NVIDIA shows signs ... [2008 - 2017]

Status
Not open for further replies.
Does the agreement NUFI and NVidia signed say NUFI has a right to participate in negotiations? If it doesn't then I don't see why they are upset over it. Obviously the reason they are in court is b/c NUFI thinks it does and Nvidia thinks it doesn't. NUFI is also saying the policy doesn't cover it and Nvidia is saying it does. Once again that is why they are in court.

Which was part of everything I was trying to explain. Yes it is their right (and obligation to their customers) to make sure they are party to any financial agreements that they are obliged to pay. It's one of the most basic principles of trying to avoid fraud.

As others have pointed out (better than I did obviously), the insurance company has a right and obligation to make sure that the money being paid out isn't too much or too little.

Pay out too much and that increases the financial burden on all of your customers. Pay out to little and you open yourself up to lawsuits and bad publicity.

Now this isn't to say that Nvidia is trying to defraud the insurance company. However, by denying them access, it prevents the company from determining whether compensation is fair and whether or not it thinks Nvidia is trying to defraud them.

Regards,
SB
 
Charlie I don't read your stuff much I was discussing the TG daily piece as it was coherent. Specifically whether NUFI has a right to be part of negotiations or not.

As I stated, the policies IN FULL are attached to the suit as Exhibits 1 and 2. I have them. I read them. Fully. It was about as exciting as reading 58 + 39 pages of insurance verbiage could be. Is that so hard to comprehend?

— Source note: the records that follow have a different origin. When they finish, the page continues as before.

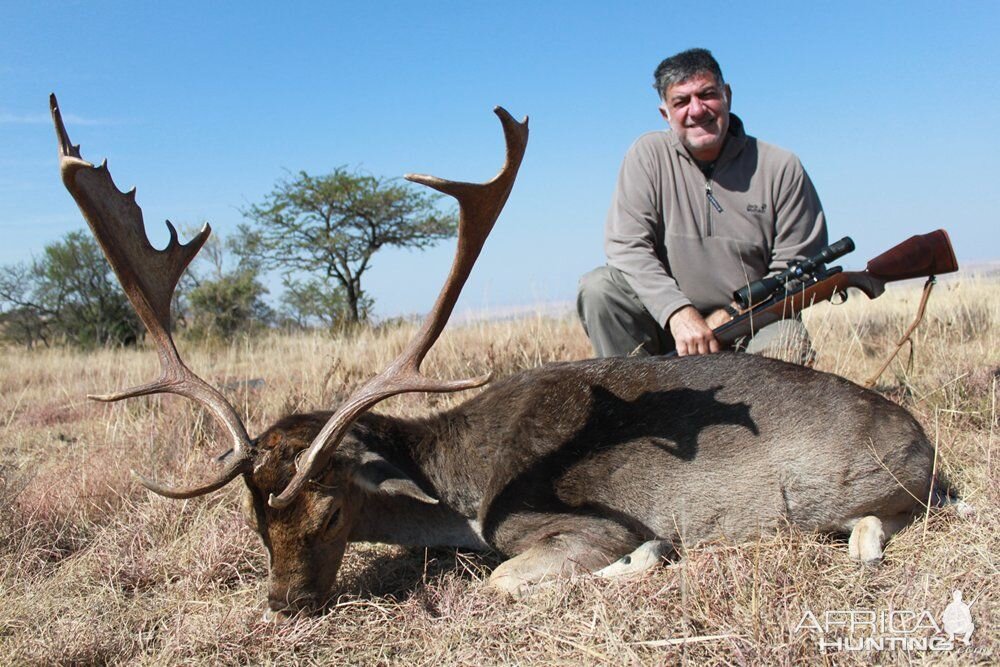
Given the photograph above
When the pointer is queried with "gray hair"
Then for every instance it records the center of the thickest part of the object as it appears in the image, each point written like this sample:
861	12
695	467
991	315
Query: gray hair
683	66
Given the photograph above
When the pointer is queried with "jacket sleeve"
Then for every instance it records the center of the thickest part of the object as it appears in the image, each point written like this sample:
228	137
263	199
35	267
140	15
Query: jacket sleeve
800	226
632	234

All the things you wonder about are contained in the filings. It is pretty obvious you didn't look for them, don't have them, and didn't do much other than skim a couple of articles. Fair enough.

The problem comes in two parts, when you complain about not being able to comment unless you read the filings, which Mike Magee pretty obviously did, is the first. The second is when people say they have read it, and it does say what they claim, and you still speculatively wonder.

Should you want them, write me and I'll send you all three relevant docs, they are a few meg each, so I will send them separately unless you state otherwise.

As far as your piece goes, with a wee bit less self aggrandizement and a bit of clearer writing it might be readable. One tip is to avoid a ridiculous amount of hyperlinks in the text.

Yeah, but once again, you (and to be fair, most others) aren't doing the barest minimum of research before you make statements that contradict the facts in the field. Then again, at least you are not doing the "I have an 8600GT, and it has never broken, so no NV card can ever go bad." thing. :)

I put the links in there so people can follow the story, if I didn't, the morons out there would say "that never happened, you teh sux0rz" again and again.

From the links in the article (I might be adding a few too, I got them from another article).

When I stated G92 and G94s are bad -
http://www.theinquirer.net/inquirer/news/1038400/nvidia-g92s-g94-reportedly
The link in it that matters is locked out unless you have a digitimes subscription, but it was found here:
http://www.digitimes.com/NewRegister/join.asp?view=Article&DATEPUBLISH=2008/07/25&PAGES=PD&SEQ=206
and it was titled. "Channel vendors demand card makers recall faulty Nvidia products". The only quote I have from it is, "Due to Nvidia did not clearly explaining the details of the faults reported in its notebook GPUs, some channel vendors have demanded graphics card makers issue a recall for desktop-based discrete graphics cards using the same GPU core, according to sources at graphics card makers."

To answer your next questions preemtively, yes I did contact multiple Taiwanese GPU vendors, yes they did all confirm very high failure rates in G92 and G94, and they backed up the story. The NUFI suit also mentions several vendors from Taiwan, and given NV's lack of forthrightness, it would not be much of a stretch to believe that the bad parts list will grow if/when they come clean.

Also, those AIBs directly named multiple desktop G92 and G94s to me. I won't (note, didn't say can't) prove that statement though. :)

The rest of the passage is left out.